Miss Manners: Warning daughter about selfish boyfriend could backfire

My “mommy senses” are flaring, telling me this guy is a jerk. My daughter says I don’t understand.

What do you think? How can I explain this to her? I won’t risk our relationship, but I hate to see her taken advantage of. This guy could make a million dollars someday, but every penny she sees will come at double the cost. Is there anything to be done here?

Rather than cause a rift with your daughter — who seems to be perfectly fine with the situation — Miss Manners suggests that instead you should be putting your efforts into encouraging her to be independent and make her own money.

That this young man is selfish and ungenerous will either prove to be irksome to her or it will not. But if his attitude persists and the relationship evolves, at least she will be able to pay for her own engagement ring and visits to five-star hotels.

Dear Miss Manners: During the stay-at-home order in our state, one couple I know has been out of work (both partners). Though nobody has said anything, it has entered my mind more than once that they could use financial help. Still, I don’t know how to go about providing help without being presumptuous.

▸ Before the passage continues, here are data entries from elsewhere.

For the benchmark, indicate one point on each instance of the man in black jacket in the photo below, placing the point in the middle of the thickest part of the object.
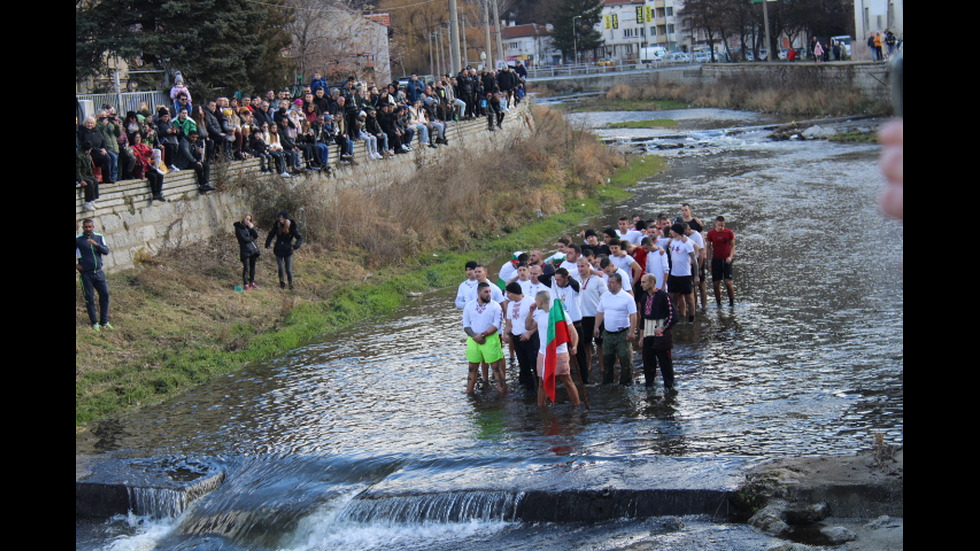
(90, 247)
(657, 313)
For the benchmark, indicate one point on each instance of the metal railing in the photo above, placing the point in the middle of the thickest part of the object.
(90, 104)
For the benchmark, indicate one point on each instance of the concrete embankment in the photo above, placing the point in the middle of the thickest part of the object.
(870, 78)
(137, 228)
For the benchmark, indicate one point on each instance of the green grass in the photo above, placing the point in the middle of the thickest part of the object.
(171, 343)
(602, 103)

Would it be okay to just mail them a card with a check in it? I was thinking of writing words to the effect that the enclosed is a gift, and possibly adding that I could loan more money if that would be helpful in the future.

Money, however needed, appreciated and kindly intended, is an uncouth present among friends, Miss Manners assures you. Offering a meal and some company (when restrictions allow) would be a better way to show friendship — without causing embarrassment that could outlast their presumably temporary situation.

Dear Miss Manners: Please tell me how to politely — or at least without frightening anyone — let a car stopped ahead of me know that their brake lights aren’t working.

Unfortunately, there is not much more you can do than try to align your windows, signal to the driver to roll them down, then shout or point vigorously at the faulty lights.

Miss Manners does not guarantee that this won’t be startling, but it will be infinitely less so than ending up in the car’s rear because you were unaware that it was braking.